There was never an empty guest room. There was never a moment of silence. Something was going on at any given time, around the clock-harp, piano, badminton, swimming, arguing, eating, bridge, backgammon, poker, pool, or any of several more intimate types of action.

For wayfarers from the East like Sam Behrman, Sam Harris, Moss Hart, Max Gordon, Alice Miller, Ruth Gordon, Dorothy Parker and the George Kaufmans, my house was the Beverly Hills Algonquin-always good for a night’s lodging, a hot meal, a spot of talk and a game of chance. For immigrants like Charlie Lederer, Charlie Brackett, Ben Hecht and the Gershwin brothers, it was a clearinghouse for news from the old country, New York City. For Burns, Benny, Jolson, Holtz, Cantor, Jessel and the Ritz Brothers, it was a combination Retreat for Retired Vaudevillians and Hillcrest Annex. To me it was a nifty hangout. It was the first hangout I ever had that I didn’t have to take a cab home from.

Before I knew what was happening, my joint changed from a nifty hangout to a snooty resort. I became a fad, a social lion, which was the last thing I had in mind. I detested snobs as much as I detested publicity hounds. Well, I wanted a house. I had asked for it.

Actually, the guest who would have been most welcome of all never showed up. Aleck was now the “Town Crier” on radio-sponsored by Cream of Wheat-and between broadcasts he rode the lecture circuit. When I wrote him to get his pratt out to Los Angeles, he replied with a carbon copy of his schedule for the first half of the following month. After listing two broadcasts and eight lectures in ten days, the schedule wound up with:

14th: Lecture, Toledo.

15th: Lecture, Detroit.

17th: Broadcast from Chicago.

18th: Death of Mr. Woollcott, as thousands cheer.

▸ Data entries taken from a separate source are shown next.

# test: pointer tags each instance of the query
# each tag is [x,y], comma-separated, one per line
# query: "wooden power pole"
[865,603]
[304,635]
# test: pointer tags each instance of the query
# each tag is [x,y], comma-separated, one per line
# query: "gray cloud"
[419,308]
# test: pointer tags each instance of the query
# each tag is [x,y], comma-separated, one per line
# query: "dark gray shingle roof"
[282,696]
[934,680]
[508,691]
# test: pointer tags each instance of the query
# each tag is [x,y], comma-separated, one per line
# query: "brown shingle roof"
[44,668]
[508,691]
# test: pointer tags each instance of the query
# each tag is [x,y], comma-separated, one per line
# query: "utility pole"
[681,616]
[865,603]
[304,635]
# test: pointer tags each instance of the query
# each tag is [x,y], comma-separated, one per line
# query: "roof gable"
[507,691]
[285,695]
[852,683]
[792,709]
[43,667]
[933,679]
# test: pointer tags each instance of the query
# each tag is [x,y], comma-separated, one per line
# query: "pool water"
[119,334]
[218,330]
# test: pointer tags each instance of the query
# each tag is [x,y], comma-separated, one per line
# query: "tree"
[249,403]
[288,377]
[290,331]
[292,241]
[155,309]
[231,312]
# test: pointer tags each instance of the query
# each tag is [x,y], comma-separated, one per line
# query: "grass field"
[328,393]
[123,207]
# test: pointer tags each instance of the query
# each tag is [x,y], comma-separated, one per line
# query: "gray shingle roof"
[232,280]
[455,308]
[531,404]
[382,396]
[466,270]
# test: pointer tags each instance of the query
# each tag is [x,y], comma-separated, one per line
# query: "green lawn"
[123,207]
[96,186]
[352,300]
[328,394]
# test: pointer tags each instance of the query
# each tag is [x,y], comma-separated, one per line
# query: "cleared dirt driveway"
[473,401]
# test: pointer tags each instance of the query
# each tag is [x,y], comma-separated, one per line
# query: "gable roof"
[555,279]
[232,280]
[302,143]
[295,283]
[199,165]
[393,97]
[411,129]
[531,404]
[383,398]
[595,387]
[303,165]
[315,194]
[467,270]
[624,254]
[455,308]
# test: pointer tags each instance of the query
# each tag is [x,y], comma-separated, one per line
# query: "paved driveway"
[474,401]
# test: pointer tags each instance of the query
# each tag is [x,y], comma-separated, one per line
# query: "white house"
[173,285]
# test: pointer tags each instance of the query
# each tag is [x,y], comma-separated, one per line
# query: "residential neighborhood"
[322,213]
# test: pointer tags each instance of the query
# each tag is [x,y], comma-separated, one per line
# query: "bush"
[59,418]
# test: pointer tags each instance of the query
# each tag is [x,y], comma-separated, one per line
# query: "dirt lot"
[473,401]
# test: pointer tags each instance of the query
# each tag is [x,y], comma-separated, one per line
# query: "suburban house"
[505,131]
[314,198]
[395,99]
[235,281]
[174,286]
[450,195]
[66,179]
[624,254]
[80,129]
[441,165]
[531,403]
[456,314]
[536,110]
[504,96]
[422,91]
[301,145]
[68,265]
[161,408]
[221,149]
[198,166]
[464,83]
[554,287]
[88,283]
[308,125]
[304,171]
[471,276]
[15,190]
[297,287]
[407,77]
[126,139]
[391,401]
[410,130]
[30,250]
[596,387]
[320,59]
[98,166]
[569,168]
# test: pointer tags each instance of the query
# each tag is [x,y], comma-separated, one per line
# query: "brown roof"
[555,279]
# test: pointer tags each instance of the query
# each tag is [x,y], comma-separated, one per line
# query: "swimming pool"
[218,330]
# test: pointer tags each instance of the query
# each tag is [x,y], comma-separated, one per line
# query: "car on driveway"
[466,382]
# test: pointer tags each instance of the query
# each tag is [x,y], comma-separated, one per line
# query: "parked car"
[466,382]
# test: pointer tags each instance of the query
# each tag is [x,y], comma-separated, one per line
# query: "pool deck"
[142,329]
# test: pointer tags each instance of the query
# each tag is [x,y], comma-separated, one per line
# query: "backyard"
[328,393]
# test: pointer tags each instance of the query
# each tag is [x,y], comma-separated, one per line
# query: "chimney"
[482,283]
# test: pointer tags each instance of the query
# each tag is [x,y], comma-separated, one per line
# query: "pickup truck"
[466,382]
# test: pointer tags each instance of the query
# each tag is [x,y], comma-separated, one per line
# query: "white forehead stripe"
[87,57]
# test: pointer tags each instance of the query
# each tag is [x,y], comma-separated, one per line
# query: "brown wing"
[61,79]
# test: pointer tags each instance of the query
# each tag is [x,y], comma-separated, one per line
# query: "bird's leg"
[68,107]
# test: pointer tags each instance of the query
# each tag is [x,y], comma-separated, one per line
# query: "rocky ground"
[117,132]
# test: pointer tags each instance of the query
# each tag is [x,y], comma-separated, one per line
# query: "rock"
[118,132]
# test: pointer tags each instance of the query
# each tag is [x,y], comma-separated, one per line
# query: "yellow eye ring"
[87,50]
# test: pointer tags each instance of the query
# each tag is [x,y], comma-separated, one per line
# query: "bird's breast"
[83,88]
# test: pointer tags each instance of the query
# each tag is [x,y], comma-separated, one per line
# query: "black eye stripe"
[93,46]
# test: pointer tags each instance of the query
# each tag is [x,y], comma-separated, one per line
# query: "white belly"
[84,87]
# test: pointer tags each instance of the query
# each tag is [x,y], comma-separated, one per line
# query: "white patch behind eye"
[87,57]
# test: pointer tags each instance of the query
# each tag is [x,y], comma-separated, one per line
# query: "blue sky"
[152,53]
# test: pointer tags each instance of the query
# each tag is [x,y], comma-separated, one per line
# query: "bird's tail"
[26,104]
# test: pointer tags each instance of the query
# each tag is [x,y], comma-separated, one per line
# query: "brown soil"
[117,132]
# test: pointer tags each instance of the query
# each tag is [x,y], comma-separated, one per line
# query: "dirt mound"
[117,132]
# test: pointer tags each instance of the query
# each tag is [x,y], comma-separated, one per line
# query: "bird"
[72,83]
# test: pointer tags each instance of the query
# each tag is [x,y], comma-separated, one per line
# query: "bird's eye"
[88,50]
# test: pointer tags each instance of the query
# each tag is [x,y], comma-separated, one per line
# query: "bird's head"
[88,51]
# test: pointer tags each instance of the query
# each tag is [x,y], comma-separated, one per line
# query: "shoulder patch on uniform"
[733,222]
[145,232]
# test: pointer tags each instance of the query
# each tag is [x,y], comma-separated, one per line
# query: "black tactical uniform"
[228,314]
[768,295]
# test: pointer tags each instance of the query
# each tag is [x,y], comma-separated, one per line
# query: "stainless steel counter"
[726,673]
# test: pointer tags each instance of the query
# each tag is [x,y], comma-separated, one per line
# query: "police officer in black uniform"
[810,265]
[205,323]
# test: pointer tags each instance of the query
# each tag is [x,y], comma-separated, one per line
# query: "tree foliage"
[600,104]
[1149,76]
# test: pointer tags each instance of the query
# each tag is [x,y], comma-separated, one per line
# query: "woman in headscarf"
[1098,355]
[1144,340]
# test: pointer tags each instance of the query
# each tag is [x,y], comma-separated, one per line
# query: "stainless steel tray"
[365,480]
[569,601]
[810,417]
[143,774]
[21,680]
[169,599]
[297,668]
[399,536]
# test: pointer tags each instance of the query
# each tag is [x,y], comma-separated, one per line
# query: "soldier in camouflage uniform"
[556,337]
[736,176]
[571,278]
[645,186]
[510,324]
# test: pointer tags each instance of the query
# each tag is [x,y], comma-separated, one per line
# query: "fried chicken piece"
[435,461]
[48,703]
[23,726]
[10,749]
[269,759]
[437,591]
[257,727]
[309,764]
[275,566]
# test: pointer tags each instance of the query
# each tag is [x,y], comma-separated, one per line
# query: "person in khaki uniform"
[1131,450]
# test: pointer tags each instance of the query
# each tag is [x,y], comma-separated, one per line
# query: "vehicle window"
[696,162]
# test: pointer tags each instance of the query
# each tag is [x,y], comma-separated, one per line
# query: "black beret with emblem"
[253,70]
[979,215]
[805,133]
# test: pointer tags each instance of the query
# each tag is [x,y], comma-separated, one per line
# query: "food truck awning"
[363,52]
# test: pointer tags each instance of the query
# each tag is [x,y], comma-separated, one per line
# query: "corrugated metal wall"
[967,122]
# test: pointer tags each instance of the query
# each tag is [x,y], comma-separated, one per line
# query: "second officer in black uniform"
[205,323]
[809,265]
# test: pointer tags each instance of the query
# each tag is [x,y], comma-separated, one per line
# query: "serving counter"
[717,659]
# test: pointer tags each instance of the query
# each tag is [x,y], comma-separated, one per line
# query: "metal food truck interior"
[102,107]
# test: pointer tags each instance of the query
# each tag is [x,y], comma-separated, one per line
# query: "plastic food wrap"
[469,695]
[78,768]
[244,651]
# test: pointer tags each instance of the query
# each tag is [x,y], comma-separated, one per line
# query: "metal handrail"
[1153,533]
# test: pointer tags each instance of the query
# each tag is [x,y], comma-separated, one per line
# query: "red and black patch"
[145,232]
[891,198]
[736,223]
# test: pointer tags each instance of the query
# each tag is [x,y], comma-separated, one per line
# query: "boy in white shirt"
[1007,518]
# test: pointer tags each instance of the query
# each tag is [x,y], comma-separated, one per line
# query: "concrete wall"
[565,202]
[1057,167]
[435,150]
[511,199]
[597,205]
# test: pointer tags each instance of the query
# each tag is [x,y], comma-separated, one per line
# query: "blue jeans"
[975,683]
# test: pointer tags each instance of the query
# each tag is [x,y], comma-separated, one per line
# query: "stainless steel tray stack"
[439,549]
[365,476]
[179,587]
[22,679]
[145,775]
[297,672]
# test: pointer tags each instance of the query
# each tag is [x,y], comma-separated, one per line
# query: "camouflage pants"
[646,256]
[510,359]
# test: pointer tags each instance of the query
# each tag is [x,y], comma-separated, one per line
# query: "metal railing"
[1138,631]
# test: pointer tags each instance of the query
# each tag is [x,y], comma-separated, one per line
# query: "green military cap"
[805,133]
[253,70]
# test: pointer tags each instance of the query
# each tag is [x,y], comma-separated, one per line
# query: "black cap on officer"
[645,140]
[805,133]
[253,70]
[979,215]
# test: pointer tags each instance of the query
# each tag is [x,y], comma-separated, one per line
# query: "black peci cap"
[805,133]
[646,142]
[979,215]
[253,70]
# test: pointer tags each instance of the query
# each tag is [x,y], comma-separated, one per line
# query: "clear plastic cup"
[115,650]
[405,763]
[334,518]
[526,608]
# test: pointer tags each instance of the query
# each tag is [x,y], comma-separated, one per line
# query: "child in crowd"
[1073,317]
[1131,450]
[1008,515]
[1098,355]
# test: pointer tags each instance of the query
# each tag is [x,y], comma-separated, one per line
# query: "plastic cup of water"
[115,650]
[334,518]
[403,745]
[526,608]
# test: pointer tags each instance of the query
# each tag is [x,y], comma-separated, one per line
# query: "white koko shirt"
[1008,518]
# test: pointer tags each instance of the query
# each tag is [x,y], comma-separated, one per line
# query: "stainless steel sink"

19th: Dancing in the streets; half-holidays in all the schools,

bank moratorium.

20th: Burial at sea.

Acting in Duck Soup, our last picture for Paramount, was the hardest job I ever did. It was the only time I can remember that I worried about turning in a bad performance. The trouble was not with the working hours, the script, the director, or the falls I had to take (I never used a stunt man or a double). The trouble was Adolf Hitler. His speeches were being rebroadcast in America. Somebody had a radio on the set, and twice we suspended shooting to listen to him scream. Hindenburg had died. Hitler was now absolute dictator of Germany. He threatened to scrap the Versailles Treaty and create a German navy and air force. He threatened to grab off Austria and part of Czechoslovakia. He threatened to go beyond the boycott and revoke the citizenship of all Jews.